The Don Bosco Network reached out to refugees and people living in slums and on the streets, providing food and awareness about COVID-19. They identified migrants in Kerala, Gurugram and elsewhere in their makeshift homes. Relief efforts were also focused on those who were completely locked in—from the elderly in the south to the children in the northeast. Don Bosco Network provided shelter and transport where possible to stranded people. Medical aid, health camps and psychological services were also provided.
“The Don Bosco Network sprung to action and has been working tirelessly for those in need,” said Father Gus Baek, director of Salesian Missions, the U.S. development arm of the Salesians of Don Bosco. “The network has also supported government infrastructure through funds and supplied health workers, police and other government personnel with protective face masks. In addition, they partnered with the local administration in many places to coordinate relief work for the maximum benefit of those in need.”
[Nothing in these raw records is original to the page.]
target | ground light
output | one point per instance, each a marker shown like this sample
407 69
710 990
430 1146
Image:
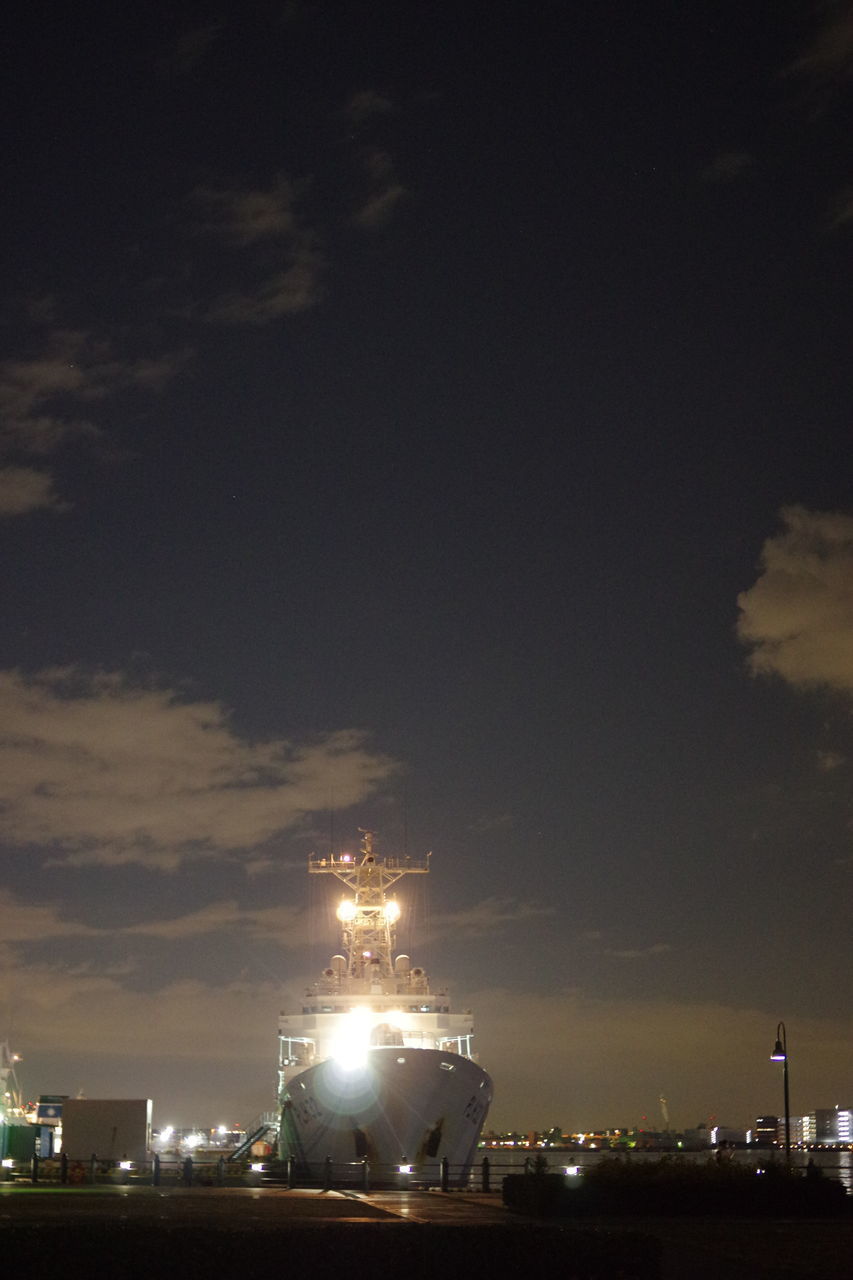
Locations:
780 1055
The massive relief work that the Don Bosco Network and other organizations managed during these past months is not sustainable without funding. As economic uncertainty clouds the world’s horizon and jobs disappear, the Don Bosco Network has to find different ways to help already marginalized people cope with these long-term challenges while supporting them in the short-term.
India has the world’s fourth largest economy but more than 22 percent of the country lives in poverty. About 31 percent of the world’s multidimensionally poor children live in India, according to a report by the Oxford Poverty and Human Development Initiative. A multidimensionally poor child is one who lacks at least one-third of 10 indicators, grouped into three dimensions of poverty: health, education and standard of living.
Salesian missionaries living and working in India place special emphasis on rescuing and rehabilitating children engaged in child labor. There are Salesian-run programs throughout the country that have helped hundreds of thousands of vulnerable youth through the years, and this work continues today.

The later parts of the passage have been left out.